De acordo com notícias da última semana, Thomas Lane, um dos quatro agentes envolvidos na morte de Floyd, pagou fiança de US$ 750 mil, e deixou a prisão. Já o policial Derek Chauvin – principal responsável pelo crime – pode receber aposentadoria de US$ 1,5 milhão, mesmo que seja condenado. As informações são de reportagem da rede americana CNN.

A fiança em troca da liberdade – que para muitos coloca em xeque o quanto vale uma vida – também esteve em pauta no Brasil nos últimos dias, quando a primeira-dama de Tamandaré (PE), Sarí Côrte Real, foi liberada após ser presa em flagrante acusada de ser responsável pela morte do pequeno Miguel Otávio Santana da Silva, de apenas cinco anos. Para responder em liberdade, Sarí pagou fiança de R$ 20 mil. Segundo as investigações, a acusada agiu com negligência e vai responder por homicídio culposo, quando não há a intenção de matar.

Apesar dos casos acima – entre muitos outros – terem causado indignação e ações de protestos em diversas cidades do Brasil e do mundo, a realidade parece não ecoar em Valinhos. Para o professor e membro e da Associação Cultural Afro-Brasileira de Valinhos, Josué Roupinha, o engajamento da população valinhense no que diz respeito a luta pelos direitos das minorias é tímido e, em muitas vezes, chega a ser inexistente. “Entendo que a população chega a viver dentro de uma bolha e é na maioria das vezes omissa frente as lutas das minorias, seja em relação ao racismo, ao machismo, a LGTBfobia.

Para Roupinha, a falta de apoio afeta diretamente os movimentos que começam a surgir na cidade. “Já tivemos casos de movimentos antirracismo e LGBTs que começaram aqui, mas como não encontram apoio migraram para Campinas. A verdade é que não enxergamos um real engajamento da população e vemos que as pessoas depositam em determinados grupos como a Associação Cultural Afro de Valinhos, ou alguns movimentos LGBTs que possam ter na cidade, a responsabilidade de lutar pelos seus direitos sem que eles tenham apoio da população de um modo geral. Como consequência, as pessoas dentro da cidade que lutam por esses direitos acabam não tendo voz o suficiente para alcançar os objetivos, justamente por não ter o apoio da população em massa”, afirma.

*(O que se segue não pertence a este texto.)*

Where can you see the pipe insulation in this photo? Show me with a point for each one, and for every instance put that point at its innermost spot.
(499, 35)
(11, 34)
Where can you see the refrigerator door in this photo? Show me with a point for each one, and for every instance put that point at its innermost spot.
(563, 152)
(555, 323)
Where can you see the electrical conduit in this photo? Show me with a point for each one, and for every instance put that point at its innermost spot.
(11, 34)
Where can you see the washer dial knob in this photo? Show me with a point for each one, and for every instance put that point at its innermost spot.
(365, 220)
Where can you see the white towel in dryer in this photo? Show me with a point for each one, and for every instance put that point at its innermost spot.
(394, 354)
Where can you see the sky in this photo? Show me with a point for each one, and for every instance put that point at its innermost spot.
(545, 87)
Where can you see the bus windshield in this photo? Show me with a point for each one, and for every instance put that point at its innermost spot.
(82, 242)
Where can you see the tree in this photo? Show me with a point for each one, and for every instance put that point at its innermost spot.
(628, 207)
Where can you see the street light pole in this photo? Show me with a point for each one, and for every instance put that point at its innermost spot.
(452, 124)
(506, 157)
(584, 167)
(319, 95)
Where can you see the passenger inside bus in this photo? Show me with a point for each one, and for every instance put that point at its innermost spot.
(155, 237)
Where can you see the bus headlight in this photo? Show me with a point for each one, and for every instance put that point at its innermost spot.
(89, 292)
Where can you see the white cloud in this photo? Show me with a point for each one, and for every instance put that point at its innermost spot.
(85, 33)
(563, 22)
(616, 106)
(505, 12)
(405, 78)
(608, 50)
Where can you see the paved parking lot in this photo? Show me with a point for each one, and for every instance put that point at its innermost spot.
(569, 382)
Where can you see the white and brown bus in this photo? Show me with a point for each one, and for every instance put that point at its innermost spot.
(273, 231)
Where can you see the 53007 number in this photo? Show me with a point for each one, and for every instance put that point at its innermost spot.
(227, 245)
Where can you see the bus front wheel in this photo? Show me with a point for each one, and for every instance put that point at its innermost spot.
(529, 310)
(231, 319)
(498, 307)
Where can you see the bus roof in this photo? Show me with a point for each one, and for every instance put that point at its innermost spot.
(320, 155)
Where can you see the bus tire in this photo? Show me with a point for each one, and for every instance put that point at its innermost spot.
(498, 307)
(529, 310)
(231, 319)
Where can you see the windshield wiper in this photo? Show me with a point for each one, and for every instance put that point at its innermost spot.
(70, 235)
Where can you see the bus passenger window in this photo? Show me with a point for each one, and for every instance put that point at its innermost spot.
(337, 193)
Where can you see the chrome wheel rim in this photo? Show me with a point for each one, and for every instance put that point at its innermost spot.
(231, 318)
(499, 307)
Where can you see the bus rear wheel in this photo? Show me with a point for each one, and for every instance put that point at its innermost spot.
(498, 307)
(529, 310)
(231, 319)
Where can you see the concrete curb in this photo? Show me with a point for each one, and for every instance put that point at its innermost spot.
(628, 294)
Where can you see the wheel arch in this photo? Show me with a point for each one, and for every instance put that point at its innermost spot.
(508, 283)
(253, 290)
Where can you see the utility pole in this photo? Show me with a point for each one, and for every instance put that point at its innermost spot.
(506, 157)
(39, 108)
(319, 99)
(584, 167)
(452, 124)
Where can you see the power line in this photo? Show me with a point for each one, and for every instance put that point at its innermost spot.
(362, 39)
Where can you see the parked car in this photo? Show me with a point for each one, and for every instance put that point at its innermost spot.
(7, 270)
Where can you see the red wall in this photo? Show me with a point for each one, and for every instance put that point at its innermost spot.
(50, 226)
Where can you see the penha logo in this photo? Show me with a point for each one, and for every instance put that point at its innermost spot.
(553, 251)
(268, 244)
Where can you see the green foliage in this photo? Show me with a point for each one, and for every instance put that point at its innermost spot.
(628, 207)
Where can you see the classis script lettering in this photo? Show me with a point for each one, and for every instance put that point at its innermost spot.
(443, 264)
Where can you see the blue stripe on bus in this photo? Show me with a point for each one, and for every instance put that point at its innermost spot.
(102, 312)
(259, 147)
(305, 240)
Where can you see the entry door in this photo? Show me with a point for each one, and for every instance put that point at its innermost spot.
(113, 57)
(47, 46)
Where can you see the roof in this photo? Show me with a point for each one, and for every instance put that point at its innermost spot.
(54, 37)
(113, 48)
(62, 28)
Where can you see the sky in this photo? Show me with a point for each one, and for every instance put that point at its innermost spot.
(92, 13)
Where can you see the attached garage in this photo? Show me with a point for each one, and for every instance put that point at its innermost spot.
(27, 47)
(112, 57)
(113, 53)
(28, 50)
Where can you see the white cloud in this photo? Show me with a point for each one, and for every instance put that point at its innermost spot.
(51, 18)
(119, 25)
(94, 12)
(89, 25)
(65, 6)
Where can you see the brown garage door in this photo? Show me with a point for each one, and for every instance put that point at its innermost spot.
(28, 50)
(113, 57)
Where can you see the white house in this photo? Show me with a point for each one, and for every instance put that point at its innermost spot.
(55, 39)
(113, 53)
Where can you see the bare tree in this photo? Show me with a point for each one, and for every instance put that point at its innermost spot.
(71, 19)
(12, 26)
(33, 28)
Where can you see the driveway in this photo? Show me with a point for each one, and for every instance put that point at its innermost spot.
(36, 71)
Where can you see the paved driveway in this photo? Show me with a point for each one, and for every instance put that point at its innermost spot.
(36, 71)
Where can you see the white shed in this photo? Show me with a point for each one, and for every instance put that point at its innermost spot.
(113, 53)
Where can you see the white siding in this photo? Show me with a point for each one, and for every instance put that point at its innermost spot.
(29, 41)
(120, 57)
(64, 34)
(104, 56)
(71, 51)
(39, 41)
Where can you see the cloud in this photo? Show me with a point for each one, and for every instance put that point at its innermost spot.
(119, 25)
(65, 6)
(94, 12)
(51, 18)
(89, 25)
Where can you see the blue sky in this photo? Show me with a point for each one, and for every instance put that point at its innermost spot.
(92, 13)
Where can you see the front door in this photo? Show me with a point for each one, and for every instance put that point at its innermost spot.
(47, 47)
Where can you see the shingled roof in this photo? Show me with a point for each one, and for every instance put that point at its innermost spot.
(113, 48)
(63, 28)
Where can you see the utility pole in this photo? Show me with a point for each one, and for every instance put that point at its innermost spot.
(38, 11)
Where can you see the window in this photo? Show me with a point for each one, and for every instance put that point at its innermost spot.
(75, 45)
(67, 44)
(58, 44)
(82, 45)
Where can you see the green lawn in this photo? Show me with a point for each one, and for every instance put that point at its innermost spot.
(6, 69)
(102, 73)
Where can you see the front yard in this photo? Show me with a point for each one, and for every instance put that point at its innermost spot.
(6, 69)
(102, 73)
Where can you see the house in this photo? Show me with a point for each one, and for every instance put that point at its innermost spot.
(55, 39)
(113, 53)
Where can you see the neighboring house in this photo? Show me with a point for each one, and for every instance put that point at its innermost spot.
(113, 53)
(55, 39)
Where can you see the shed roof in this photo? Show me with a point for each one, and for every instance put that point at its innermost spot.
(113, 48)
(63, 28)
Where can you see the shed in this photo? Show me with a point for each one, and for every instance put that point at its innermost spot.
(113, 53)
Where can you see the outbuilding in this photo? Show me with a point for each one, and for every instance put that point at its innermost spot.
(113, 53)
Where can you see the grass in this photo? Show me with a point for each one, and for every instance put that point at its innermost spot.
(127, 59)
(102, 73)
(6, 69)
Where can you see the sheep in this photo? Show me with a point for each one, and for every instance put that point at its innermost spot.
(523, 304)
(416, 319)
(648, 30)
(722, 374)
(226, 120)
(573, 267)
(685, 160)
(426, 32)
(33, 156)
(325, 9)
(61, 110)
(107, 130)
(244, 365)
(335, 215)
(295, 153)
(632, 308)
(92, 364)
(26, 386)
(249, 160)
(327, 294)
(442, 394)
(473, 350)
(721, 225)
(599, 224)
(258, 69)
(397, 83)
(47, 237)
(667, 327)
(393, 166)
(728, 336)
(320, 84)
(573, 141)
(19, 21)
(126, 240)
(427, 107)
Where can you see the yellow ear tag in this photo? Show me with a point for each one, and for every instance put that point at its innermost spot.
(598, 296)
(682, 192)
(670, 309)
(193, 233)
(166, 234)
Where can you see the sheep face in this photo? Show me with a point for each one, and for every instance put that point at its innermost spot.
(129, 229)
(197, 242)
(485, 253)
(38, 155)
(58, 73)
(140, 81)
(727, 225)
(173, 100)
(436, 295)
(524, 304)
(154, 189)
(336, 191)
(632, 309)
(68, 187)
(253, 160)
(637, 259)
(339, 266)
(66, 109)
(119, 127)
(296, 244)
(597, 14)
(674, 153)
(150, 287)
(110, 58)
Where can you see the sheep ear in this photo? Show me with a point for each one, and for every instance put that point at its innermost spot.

De acordo com Roupinha, essa afirmação não deve ser entendida como uma crítica, mas como um convite para que as pessoas se interessem mais e sejam mais ativas nestas lutas. “A luta dos negros pode não ser a sua, mas talvez a LGBT seja, ou a das mulheres que enfrentam crescentes números de violência e – assim como os negros – discriminação no mercado de trabalho, entre tantas outras batalhas. Se engajar na luta pelos direitos das minorias é também defender cada membro de sua família, que em algum momento pode precisar de novas leis ou políticas públicas que o defendam”, ressalta o professor.

Para a vice-prefeita de Valinhos, Laís Helena, embora prevaleça no país a ideia de que não existe preconceito contra os negros e seus descendentes, o fato é que o assunto ainda não foi superado. “Eu acho que ainda vai demorar muito para ser superado. O preconceito é estrutural e institucional, todos nós sabemos. Acontece no dia a dia, em diversas partes do país, em diversas cidades. O negro e o mestiço dificilmente vão conseguir se igualar ao homem branco se seguirmos da maneira como as coisas vem acontecendo”, afirma.

Em 2016, Laís Helena ganhou as eleições como vice-prefeita e se tornou a primeira mulher negra a ocupar o cargo. Anteriormente, Laís foi eleita vereadora por três vezes e chegou a ser suplente em uma quarta legislatura.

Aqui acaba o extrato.